Padilla was detained last year in Chicago as he got off a flight that had originated in Pakistan. He first was sent to New York and given a lawyer and started along his way through the federal justice system. But then, quite suddenly, he was transferred (in the middle of the night) into military custody and stripped of his right to see his attorney or even to face charges.

He now is being held, incommunicado, in a military brig - much in the same fashion as is Hamdi, now the reluctant, voiceless, poster-child for sweeping presidential power.

Officials haven't always agreed on why Padilla is where he is. Some officials believe that Padilla is a member of Al Qaeda or at least wanted to be a member of Al Qaeda. Some officials believe that Padilla was in the nascent stages of plotting a "dirty bomb" attack- a radiological explosion- somewhere in America. Other officials believe that Padilla is just a street punk who had delusions of grandeur but who got no further in his alleged plot that begging some other accused terrorists to help him get going.

Whatever Padilla's true story really is, he'll likely never get to tell it unless the 2nd U.S. Circuit Court of Appeals, which has jurisdiction over the case, comes to a different conclusion about "enemy combatants" than did the 4th Circuit.

Is that likely? I don't know. Is it possible? Yes.

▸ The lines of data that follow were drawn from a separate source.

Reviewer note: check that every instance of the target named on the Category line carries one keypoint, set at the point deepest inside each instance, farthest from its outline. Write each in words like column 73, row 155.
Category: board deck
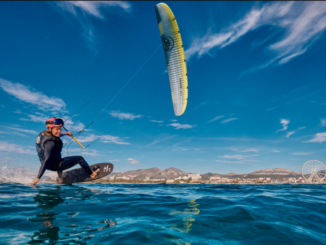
column 80, row 175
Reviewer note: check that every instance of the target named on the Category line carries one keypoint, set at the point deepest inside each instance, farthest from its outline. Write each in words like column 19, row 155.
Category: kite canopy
column 175, row 57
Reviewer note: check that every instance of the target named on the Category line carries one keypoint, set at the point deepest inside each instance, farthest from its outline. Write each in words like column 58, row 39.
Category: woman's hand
column 35, row 181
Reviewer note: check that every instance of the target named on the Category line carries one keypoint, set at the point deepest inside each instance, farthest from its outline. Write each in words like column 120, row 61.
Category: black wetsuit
column 49, row 152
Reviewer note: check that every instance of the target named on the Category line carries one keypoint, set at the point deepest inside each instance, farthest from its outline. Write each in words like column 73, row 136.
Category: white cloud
column 92, row 8
column 180, row 149
column 319, row 137
column 239, row 157
column 242, row 161
column 158, row 140
column 181, row 126
column 284, row 123
column 302, row 153
column 245, row 150
column 13, row 148
column 122, row 115
column 133, row 161
column 229, row 120
column 293, row 132
column 216, row 118
column 30, row 96
column 104, row 139
column 156, row 121
column 323, row 122
column 81, row 10
column 302, row 23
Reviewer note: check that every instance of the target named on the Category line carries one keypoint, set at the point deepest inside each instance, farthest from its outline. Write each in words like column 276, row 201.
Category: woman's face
column 56, row 131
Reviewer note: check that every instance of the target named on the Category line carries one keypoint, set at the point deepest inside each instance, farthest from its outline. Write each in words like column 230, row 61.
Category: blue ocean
column 162, row 214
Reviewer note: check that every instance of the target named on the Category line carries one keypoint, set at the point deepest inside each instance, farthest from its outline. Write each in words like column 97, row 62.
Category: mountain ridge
column 172, row 173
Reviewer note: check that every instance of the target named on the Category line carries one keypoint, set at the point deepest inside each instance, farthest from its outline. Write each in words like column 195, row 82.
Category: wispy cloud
column 302, row 23
column 133, row 161
column 302, row 153
column 242, row 161
column 181, row 126
column 124, row 115
column 293, row 132
column 160, row 139
column 29, row 95
column 245, row 150
column 216, row 118
column 319, row 137
column 238, row 157
column 284, row 123
column 13, row 148
column 81, row 10
column 229, row 120
column 156, row 121
column 92, row 8
column 104, row 139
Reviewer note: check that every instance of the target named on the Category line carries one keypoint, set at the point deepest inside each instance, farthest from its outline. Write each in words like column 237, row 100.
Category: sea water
column 162, row 214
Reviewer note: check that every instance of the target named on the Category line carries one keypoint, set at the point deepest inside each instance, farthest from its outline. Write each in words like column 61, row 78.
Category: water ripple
column 162, row 214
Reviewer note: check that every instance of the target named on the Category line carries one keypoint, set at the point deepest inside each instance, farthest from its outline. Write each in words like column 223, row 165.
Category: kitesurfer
column 49, row 147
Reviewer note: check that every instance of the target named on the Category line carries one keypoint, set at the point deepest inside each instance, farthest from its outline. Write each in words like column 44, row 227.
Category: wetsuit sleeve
column 48, row 151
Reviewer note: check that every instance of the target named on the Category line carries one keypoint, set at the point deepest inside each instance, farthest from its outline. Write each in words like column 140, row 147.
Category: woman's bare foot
column 93, row 175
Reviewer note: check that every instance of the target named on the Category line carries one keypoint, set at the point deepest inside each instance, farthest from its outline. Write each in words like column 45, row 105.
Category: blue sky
column 256, row 83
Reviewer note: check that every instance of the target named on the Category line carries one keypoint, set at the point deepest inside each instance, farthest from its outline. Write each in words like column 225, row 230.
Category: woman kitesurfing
column 49, row 147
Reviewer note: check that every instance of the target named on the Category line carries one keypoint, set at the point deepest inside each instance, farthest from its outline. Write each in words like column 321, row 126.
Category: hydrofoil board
column 80, row 175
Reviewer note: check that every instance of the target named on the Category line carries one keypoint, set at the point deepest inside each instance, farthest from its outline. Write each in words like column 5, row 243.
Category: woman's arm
column 48, row 149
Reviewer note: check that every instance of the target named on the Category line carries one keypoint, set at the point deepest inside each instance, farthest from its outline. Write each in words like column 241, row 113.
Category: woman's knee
column 79, row 158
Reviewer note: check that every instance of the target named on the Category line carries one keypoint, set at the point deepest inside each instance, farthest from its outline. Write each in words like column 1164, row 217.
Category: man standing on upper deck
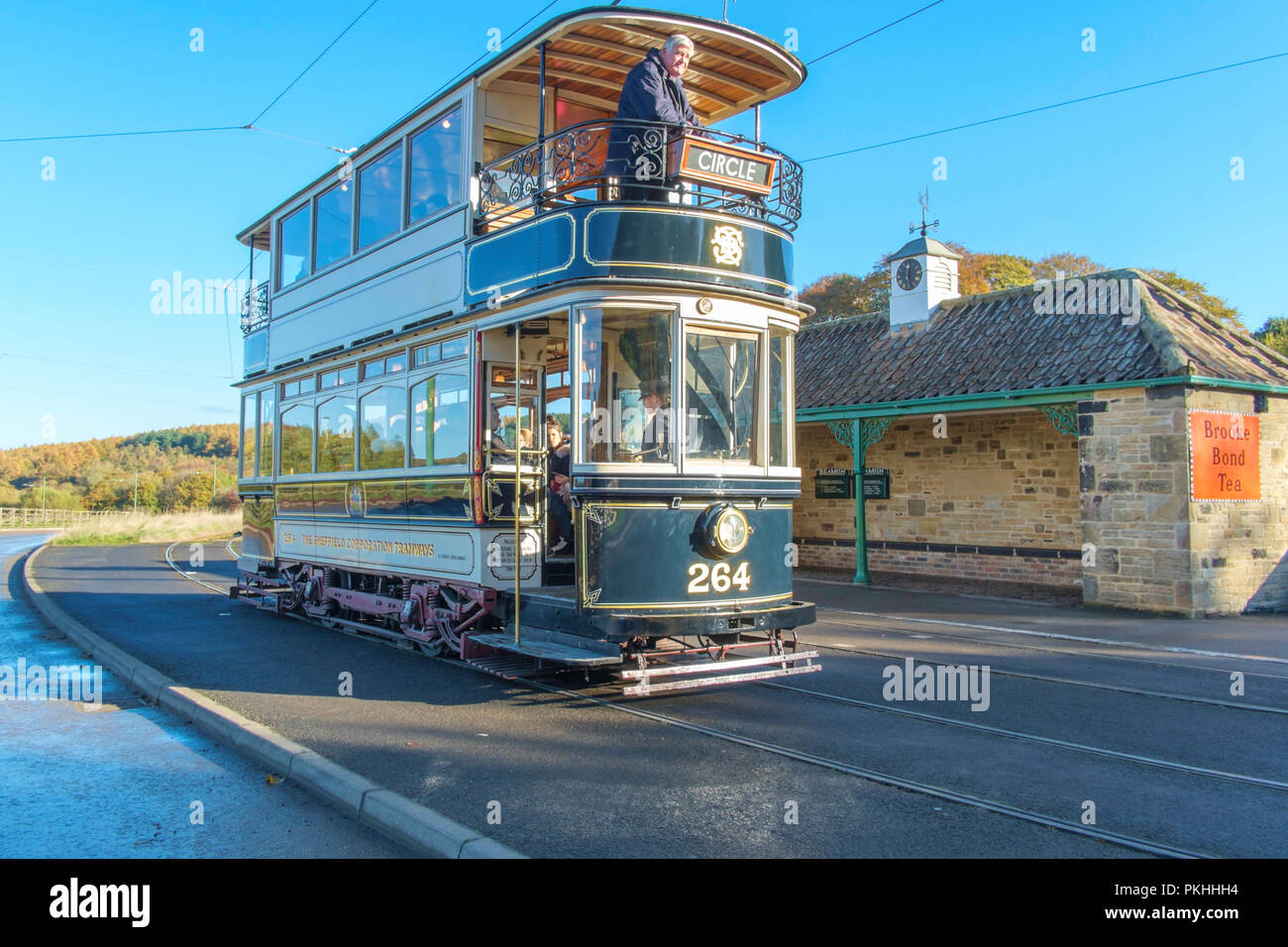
column 655, row 93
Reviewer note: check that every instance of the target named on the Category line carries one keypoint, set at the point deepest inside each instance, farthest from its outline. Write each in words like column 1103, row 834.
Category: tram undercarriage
column 477, row 624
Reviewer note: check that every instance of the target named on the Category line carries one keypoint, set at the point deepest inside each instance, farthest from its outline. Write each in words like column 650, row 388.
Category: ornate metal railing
column 592, row 162
column 256, row 308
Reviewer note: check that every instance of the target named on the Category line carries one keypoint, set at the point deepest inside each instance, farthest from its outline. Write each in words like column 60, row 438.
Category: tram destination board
column 876, row 483
column 741, row 169
column 833, row 483
column 837, row 483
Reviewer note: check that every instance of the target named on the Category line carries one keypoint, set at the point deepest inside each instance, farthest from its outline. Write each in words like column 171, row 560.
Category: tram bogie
column 562, row 436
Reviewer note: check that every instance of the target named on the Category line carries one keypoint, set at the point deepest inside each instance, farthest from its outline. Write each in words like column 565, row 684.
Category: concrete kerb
column 410, row 823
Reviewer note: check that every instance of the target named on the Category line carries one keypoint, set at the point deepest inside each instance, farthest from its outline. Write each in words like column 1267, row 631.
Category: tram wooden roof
column 590, row 52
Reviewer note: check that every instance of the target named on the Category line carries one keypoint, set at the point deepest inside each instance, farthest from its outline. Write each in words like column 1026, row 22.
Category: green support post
column 858, row 434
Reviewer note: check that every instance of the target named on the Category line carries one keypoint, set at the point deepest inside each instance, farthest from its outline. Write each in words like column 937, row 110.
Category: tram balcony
column 635, row 198
column 254, row 308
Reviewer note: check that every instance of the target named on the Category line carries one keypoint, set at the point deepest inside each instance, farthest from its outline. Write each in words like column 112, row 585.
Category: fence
column 16, row 515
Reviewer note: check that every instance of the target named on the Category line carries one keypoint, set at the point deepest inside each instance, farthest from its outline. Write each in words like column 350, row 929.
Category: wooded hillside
column 172, row 470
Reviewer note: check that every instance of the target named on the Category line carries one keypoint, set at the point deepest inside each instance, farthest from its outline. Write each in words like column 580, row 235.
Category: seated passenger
column 559, row 489
column 657, row 421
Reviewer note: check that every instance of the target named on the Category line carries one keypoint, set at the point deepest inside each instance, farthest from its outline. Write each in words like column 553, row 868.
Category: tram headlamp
column 729, row 531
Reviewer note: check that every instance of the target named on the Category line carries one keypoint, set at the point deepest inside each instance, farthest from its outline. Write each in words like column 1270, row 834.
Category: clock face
column 909, row 274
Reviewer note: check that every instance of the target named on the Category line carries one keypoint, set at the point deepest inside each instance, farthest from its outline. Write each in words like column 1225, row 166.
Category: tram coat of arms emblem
column 356, row 500
column 726, row 245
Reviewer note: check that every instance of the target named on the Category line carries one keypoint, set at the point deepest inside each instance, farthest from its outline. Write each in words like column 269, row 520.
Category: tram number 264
column 717, row 578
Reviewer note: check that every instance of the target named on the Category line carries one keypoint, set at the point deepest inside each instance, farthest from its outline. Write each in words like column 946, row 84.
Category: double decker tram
column 519, row 382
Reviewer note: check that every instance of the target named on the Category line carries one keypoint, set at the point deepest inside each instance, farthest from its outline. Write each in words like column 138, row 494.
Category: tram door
column 535, row 415
column 514, row 455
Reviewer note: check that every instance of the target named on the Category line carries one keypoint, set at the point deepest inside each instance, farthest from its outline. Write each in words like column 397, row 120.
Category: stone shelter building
column 1096, row 434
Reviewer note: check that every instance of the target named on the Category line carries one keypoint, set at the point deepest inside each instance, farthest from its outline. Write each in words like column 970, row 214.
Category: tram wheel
column 432, row 648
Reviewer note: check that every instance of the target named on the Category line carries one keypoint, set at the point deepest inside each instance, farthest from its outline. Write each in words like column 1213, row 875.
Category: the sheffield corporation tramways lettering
column 368, row 545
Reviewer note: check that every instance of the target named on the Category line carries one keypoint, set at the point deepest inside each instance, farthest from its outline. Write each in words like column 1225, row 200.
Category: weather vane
column 923, row 200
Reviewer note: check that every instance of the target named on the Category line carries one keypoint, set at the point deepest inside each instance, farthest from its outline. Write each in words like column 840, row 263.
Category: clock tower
column 922, row 274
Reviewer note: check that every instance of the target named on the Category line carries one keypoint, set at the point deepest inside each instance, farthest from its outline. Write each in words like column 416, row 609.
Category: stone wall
column 1133, row 454
column 1155, row 548
column 997, row 486
column 1239, row 551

The Padilla case will turn on the issue of whether the sweeping presidential power to designate "enemy combatants" abroad also extends to similar designations on American soil.

That's where the Attorney General's statement comes in. If the government is going to convince the 2nd Circuit that the Padilla detention is lawful, it is going to have to convince that court that there is no legal distinction between an "enemy citizen" allegedly fighting America overseas and an "enemy citizen" allegedly fighting America from Chicago.

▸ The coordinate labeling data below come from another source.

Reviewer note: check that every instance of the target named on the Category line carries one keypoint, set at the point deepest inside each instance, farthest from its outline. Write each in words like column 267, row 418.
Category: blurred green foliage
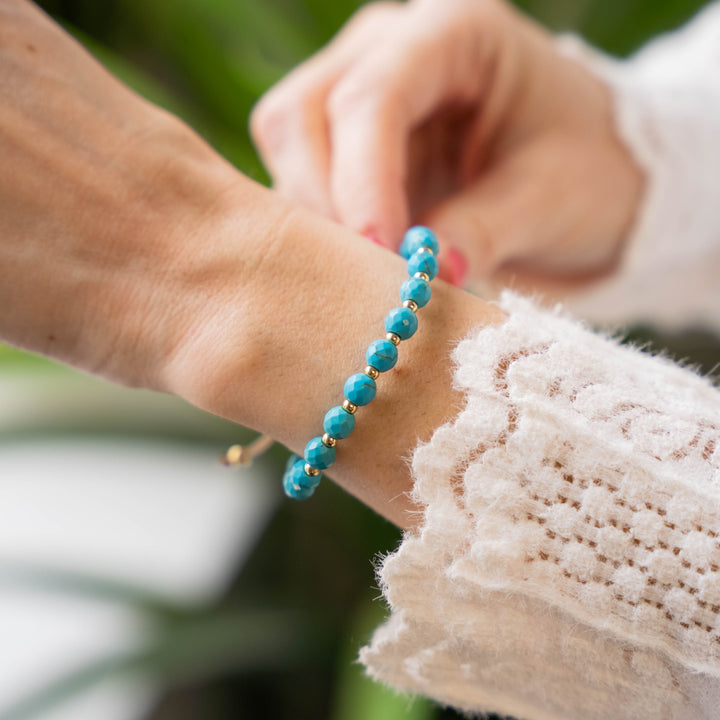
column 304, row 604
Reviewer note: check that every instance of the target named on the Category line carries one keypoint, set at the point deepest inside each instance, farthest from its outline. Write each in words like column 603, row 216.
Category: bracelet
column 302, row 475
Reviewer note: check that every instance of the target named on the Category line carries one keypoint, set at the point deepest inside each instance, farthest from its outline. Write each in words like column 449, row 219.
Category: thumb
column 483, row 226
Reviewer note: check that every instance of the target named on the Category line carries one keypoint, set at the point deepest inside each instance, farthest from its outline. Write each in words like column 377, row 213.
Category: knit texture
column 667, row 111
column 568, row 563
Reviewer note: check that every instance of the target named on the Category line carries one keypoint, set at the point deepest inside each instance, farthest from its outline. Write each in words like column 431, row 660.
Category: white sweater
column 568, row 565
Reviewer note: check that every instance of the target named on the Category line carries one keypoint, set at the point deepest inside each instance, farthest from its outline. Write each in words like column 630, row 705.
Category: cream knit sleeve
column 667, row 103
column 568, row 563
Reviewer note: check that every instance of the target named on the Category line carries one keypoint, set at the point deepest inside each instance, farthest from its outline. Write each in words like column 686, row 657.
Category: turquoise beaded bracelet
column 302, row 475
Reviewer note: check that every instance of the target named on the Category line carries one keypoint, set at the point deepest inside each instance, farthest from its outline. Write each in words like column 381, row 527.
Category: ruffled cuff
column 568, row 563
column 667, row 110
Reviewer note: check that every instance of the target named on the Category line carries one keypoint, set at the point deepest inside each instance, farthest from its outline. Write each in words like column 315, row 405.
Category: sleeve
column 568, row 561
column 667, row 109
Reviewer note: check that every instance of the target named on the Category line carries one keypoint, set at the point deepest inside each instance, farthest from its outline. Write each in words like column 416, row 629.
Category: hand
column 105, row 203
column 461, row 115
column 132, row 250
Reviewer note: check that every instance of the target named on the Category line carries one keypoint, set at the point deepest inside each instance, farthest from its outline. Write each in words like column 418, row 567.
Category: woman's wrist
column 275, row 353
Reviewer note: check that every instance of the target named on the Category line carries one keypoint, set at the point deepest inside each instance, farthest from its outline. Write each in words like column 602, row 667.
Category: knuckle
column 351, row 94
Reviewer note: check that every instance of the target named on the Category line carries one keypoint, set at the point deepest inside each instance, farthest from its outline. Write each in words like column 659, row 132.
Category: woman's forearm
column 275, row 353
column 132, row 250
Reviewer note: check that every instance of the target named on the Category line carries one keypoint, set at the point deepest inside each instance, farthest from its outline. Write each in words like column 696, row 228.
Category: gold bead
column 349, row 407
column 372, row 372
column 235, row 455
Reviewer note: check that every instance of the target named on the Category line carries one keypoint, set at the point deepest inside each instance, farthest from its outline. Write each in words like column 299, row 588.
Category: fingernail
column 374, row 239
column 457, row 263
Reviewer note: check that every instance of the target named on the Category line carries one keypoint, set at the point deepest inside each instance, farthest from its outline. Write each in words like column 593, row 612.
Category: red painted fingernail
column 458, row 266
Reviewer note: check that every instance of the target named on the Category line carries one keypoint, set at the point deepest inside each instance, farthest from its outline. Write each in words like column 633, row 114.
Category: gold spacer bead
column 349, row 407
column 372, row 372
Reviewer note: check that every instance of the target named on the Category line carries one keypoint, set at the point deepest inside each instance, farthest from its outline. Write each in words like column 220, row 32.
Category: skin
column 461, row 115
column 130, row 249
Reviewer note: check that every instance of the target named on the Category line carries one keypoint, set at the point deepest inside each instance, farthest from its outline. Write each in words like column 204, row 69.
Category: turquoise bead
column 417, row 237
column 296, row 483
column 423, row 261
column 382, row 355
column 360, row 389
column 318, row 454
column 338, row 423
column 401, row 321
column 417, row 290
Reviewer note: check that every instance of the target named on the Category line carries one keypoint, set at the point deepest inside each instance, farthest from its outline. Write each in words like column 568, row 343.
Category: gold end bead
column 349, row 407
column 234, row 456
column 372, row 372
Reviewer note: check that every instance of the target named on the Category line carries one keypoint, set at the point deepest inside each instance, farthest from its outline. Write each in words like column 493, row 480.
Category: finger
column 289, row 125
column 432, row 59
column 499, row 218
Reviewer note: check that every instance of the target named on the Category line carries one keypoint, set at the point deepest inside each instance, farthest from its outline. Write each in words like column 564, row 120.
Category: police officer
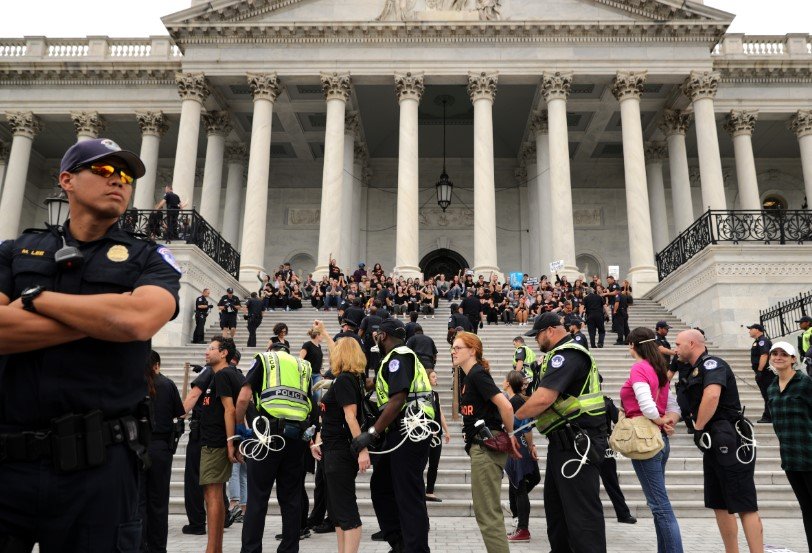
column 154, row 496
column 202, row 308
column 572, row 414
column 759, row 361
column 729, row 484
column 279, row 384
column 78, row 307
column 397, row 487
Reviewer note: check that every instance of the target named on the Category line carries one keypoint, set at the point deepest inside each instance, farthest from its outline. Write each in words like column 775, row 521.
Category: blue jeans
column 651, row 474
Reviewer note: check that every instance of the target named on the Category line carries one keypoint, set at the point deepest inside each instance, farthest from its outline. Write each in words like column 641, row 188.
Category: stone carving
column 628, row 84
column 675, row 122
column 87, row 123
column 152, row 123
column 556, row 86
column 24, row 123
column 192, row 86
column 801, row 123
column 336, row 86
column 482, row 85
column 217, row 123
column 264, row 86
column 701, row 84
column 741, row 122
column 409, row 86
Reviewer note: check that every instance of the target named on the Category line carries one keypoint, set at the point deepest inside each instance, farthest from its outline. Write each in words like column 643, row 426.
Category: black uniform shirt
column 708, row 370
column 87, row 374
column 167, row 404
column 761, row 346
column 478, row 389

The 2nd Circuit judges won't be able to look to their colleagues on the 4th Circuit for an answer to that question. As noted in this space Wednesday, the federal appeals court in Virginia expressly declined to declare a rule that applies to "an American citizen captured on American soil or the role that counsel might play in such a proceeding." So the federal appeals court judges in New York-home of the 2nd Circuit-either can distinguish the Padilla case on its facts or extend the Hamdi case based upon the law.

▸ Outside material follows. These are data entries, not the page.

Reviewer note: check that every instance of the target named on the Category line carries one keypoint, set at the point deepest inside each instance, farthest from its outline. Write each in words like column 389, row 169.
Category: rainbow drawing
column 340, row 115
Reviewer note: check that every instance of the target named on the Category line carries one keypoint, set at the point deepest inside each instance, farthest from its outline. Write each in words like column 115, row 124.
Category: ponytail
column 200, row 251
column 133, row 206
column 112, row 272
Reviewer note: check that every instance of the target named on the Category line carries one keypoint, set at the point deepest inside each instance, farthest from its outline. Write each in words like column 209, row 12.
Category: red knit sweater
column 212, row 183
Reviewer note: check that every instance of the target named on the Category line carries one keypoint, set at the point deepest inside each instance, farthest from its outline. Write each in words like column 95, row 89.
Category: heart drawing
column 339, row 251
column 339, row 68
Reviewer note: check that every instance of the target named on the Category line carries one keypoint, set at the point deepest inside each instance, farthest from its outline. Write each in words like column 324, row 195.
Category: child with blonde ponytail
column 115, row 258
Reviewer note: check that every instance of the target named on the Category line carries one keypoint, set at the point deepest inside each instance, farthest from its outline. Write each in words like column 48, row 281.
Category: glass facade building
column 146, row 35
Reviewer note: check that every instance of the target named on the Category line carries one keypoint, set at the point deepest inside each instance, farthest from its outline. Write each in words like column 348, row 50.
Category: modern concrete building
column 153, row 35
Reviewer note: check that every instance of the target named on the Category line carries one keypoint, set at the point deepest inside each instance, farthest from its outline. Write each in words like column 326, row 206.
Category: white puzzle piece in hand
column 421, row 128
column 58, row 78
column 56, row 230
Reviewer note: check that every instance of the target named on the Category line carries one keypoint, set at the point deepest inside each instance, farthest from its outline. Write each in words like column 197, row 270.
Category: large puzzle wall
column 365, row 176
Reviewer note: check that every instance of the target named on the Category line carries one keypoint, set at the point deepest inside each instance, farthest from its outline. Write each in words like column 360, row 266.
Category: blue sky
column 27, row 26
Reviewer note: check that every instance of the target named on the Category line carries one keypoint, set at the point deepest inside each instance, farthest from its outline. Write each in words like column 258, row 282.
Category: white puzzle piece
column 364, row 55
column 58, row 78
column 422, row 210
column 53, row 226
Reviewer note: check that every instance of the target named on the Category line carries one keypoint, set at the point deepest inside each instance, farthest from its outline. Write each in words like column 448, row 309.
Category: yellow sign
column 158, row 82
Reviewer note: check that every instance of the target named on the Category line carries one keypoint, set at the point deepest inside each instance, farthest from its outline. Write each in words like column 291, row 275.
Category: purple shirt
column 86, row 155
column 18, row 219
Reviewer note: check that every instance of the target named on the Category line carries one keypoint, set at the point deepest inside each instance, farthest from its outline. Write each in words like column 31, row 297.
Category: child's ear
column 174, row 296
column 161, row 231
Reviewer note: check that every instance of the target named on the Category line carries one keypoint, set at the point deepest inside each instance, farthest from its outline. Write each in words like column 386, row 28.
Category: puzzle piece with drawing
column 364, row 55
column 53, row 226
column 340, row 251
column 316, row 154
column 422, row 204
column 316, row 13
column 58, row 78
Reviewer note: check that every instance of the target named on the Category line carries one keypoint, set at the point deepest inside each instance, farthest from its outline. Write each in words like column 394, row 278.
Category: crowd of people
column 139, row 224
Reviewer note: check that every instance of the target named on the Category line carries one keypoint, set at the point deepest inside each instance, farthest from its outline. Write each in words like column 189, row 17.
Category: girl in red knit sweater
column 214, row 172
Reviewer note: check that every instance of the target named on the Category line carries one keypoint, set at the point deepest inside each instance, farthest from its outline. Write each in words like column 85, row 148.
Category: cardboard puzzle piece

In other words, Padilla's judges either can decide that the fact that he was captured in Chicago makes all the difference in the world when it comes to determining that President Bush has no absolute power to declare him an "enemy combatant." Or Padilla's judges can rule that the legal reasoning of the Hamdi case makes sense and ought to be extended to cover even those citizens captured at O'Hare Airport.

The Attorney General's statement seems to suggest that the Justice Department is ready to argue that O'Hare is every bit as much of a battleground as was the battleground in Afghanistan where Hamdi was captured.

If the 2nd Circuit doesn't' buy that argument, we might never hear it made again. But if Padilla's appeals judges make the legal leap from Hamdi to Padilla, from foreign "combatants" to domestic ones, or if the United States Supreme Court ultimately issues a ruling to that effect, we'll truly be on new legal ground.

Why? Because then the President will have the power - not that he'd necessarily use it, but still - to declare you or me "enemy combatants" and throw us in the brig without worrying too much that the federal courts are going to come to our rescue.

Okay, so maybe this Kafkaesque scenario won't happen to you and me, being the decent, law-conscious people that we are. But what, other than presidential restraint, would stop it from happening to any criminal suspect accused of any crime during this ceaseless war on terror?

The law sometimes moves in steps. The Hamdi ruling was a step in the direction of immense presidential power and little judicial oversight. But it was a step that affects the rights only of those few citizens who might be inclined to break the law overseas. The next step, however, will hit home - literally and figuratively. Not just for Padilla, who doesn't deserve a ton of sympathy from anyone, but potentially for the rest of us as well.